Cub had missed my company. Before I departed for Bearns, I had left him the carcass of a deer, well frozen and concealed behind the hut. It should have been ample to feed him for the time I was gone. But in true wolf fashion, he had gorged, and slept, and gorged and slept again, until the meat was gone. Two days ago, he informed me, leaping and dancing about me. The interior of the hut was a litter of well-gnawed bones. He greeted me with frantic enthusiasm, doubly informed by the Wit and his nose of the fresh meat I brought.
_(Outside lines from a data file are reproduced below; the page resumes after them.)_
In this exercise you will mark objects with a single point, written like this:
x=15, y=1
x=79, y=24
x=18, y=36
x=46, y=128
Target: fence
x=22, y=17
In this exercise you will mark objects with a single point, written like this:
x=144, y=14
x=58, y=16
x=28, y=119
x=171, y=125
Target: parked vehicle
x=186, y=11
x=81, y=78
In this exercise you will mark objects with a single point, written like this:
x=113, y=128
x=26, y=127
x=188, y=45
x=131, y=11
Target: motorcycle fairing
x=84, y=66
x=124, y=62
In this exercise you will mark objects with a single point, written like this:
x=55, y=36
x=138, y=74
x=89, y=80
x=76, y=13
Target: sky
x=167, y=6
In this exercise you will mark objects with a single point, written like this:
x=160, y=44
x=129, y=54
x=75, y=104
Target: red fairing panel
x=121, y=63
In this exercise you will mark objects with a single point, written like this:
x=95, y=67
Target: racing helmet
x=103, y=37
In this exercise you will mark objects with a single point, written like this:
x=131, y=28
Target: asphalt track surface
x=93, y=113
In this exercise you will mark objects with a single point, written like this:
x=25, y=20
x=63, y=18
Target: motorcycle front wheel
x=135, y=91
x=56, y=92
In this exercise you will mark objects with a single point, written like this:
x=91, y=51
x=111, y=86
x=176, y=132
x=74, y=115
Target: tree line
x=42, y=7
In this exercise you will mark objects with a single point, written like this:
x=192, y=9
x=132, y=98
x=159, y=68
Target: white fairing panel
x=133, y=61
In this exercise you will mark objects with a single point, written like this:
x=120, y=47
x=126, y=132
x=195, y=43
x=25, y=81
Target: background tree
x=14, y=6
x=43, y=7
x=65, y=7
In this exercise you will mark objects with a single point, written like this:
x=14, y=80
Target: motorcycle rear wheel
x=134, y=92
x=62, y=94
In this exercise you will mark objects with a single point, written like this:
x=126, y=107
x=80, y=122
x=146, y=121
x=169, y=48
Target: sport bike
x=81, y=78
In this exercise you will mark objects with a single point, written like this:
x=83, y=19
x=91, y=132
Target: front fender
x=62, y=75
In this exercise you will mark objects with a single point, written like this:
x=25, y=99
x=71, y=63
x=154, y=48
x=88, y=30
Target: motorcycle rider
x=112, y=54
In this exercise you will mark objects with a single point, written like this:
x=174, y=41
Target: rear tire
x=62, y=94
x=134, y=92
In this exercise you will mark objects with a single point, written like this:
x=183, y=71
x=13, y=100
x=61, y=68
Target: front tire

He fell upon it ravenously and paid me no mind at all as I gathered his chewed bones into a sack. Too much of this type of litter would draw rats, and the Keep rat hounds would follow. I couldn’t chance that. I watched him surreptitiously as I tidied, saw the rippling of muscles in his shoulders as he braced his forefeet against the chunk of meat and tore a piece of flesh free. I noted, too, that all but the thickest deer bones had been cracked and licked clean of marrow. This was cub’s play no longer, but the work of a powerful young animal. The bones he had cracked were thicker than the bones in my arm.